Pescara, via libera alle delibere su verde e commercio: la maggioranza esulta, l’opposizione insorge

Approvate in Consiglio comunale la microrigenerazione di via Milano, la limitazione dei cambi di destinazione d’uso e la monetizzazione degli standard. Masci: “Un vero cambio culturale”

Pescara, via libera alle delibere su verde e commercio: la maggioranza esulta, l’opposizione insorge

Seduta ad alta tensione quella di ieri in Consiglio comunale, dove la maggioranza ha approvato tre delibere destinate a ridisegnare il volto della città di Pescara: la microrigenerazione urbana di via Milano, la limitazione dei cambi di destinazione d’uso dei locali commerciali in garage e la monetizzazione degli standard urbanistici. Soddisfatto il sindaco Carlo Masci, durissimo il gruppo di opposizione Pettinari per l’Abruzzo, che ha votato contro e parla di “un grave passo indietro”.

Per Masci la delibera su via Milano è “un vero cambio culturale: per la prima volta nel cuore della città togliamo asfalto e auto per fare spazio ad alberi e verde, davanti a una scuola e pensando soprattutto ai bambini”. Dopo le isole pedonali, “non basta parlare di depavimentazione e isole di calore, bisogna agire concretamente”. Le critiche dell’opposizione? “Pura ipocrisia: contestano un progetto che non sono stati capaci di realizzare quando governavano”.

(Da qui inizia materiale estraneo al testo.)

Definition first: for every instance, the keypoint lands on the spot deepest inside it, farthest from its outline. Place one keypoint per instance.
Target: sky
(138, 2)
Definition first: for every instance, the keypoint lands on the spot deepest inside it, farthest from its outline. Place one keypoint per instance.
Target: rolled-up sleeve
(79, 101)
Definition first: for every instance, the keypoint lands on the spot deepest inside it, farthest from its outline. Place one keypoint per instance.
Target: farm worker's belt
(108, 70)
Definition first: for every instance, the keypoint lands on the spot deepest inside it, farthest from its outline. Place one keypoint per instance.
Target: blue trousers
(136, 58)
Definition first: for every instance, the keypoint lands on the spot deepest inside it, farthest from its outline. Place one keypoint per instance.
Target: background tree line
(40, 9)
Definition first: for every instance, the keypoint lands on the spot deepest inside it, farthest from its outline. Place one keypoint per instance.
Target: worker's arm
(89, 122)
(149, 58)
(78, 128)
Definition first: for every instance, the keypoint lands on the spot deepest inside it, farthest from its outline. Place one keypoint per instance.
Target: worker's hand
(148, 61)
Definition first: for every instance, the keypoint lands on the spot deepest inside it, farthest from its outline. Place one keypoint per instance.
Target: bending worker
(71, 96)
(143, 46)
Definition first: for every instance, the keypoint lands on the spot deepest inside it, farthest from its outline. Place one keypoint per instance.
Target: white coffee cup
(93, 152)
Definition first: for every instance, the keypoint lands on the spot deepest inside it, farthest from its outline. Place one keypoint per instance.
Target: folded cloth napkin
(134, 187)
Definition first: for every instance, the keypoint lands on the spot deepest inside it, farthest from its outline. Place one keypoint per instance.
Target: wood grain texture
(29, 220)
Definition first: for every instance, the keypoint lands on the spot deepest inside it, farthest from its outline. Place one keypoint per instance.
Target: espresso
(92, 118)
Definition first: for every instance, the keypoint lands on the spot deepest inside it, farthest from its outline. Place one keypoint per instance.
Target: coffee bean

La delibera sul cambio di destinazione d’uso punta a “difendere il centro pedonalizzato e i viali alberati”, evitando la “desertificazione” delle aree pregiate: “Ogni giorno che passa una vetrina rischia di spegnersi”. Masci cita Bologna, Firenze, Roma, Genova e Milano: “Non salveremo il commercio, che vive una stagione difficile, ma eviteremo che la nostra area pedonale si snaturi con basculanti e passi carrabili al posto di vetrine e alberi”.

Sulla monetizzazione degli standard, Masci chiarisce che è “un passaggio obbligatorio previsto da una legge regionale” che non favorisce i costruttori. Il Comune ha stabilito “un giusto valore, con importi superiori rispetto al passato” e il massimo valore OMI per la zona centrale.

Pettinari per l’Abruzzo (con Domenico Pettinari, D’Andrea e Di Pillo) contesta integralmente le delibere:

· Monetizzazione standard: “Estendere a tutta la città la possibilità di sostituire la cessione di aree con un pagamento è pericoloso. Si rischia una crescita edilizia senza spazi per verde e parcheggi, con più edifici ravvicinati e maggiore pressione sul territorio. Le aree servono alla città, non solo le risorse economiche”.
· Cambio destinazione d’uso: “L’obiettivo è giusto, ma il metodo no. I negozi chiudono per la crisi del commercio, non per capriccio. Impedire la trasformazione in garage produrrà solo più negozi sfitti e degradati. Servono meno tasse, eventi e una politica seria della sosta”.
· Via Milano: “Previste aiuole che sottraggono circa 60 posti auto e moto in zona centrale, già in sofferenza. Non siamo contro il verde, ma non si possono togliere parcheggi senza alternative”.
· Combinato disposto: “Centinaia di parcheggi potenzialmente sottratti al centro: si costruisce, si riducono gli spazi per la sosta e si impedisce di creare nuovi garage. Il centro diventa sempre meno accessibile e attrattivo”.

“Oggi è stato fatto un grave danno alla città – concludono –. Continuiamo a proporre soluzioni alternative: disciplina differenziata per zone, meno pressione fiscale, maggiore attrattività e una politica seria della sosta”.

L’assessore Claudio Croce ringrazia la maggioranza per la compattezza e precisa che la limitazione dei cambi d’uso “tutela anche i parcheggi esistenti”. Il verde urbano è “priorità assoluta” contro le isole di calore: “Il modello di via Milano sarà replicato in altre zone, soprattutto vicino alle scuole”.

Masci elenca infine gli interventi in cantiere: parco da 6,5 ettari all’area di risulta, nuovo parcheggio pubblico, ampliamento della Pineta dannunziana, parco nord. “Una rigenerazione urbana mai fatta prima – conclude –, tanto meno dalla solita opposizione del NO a tutto”.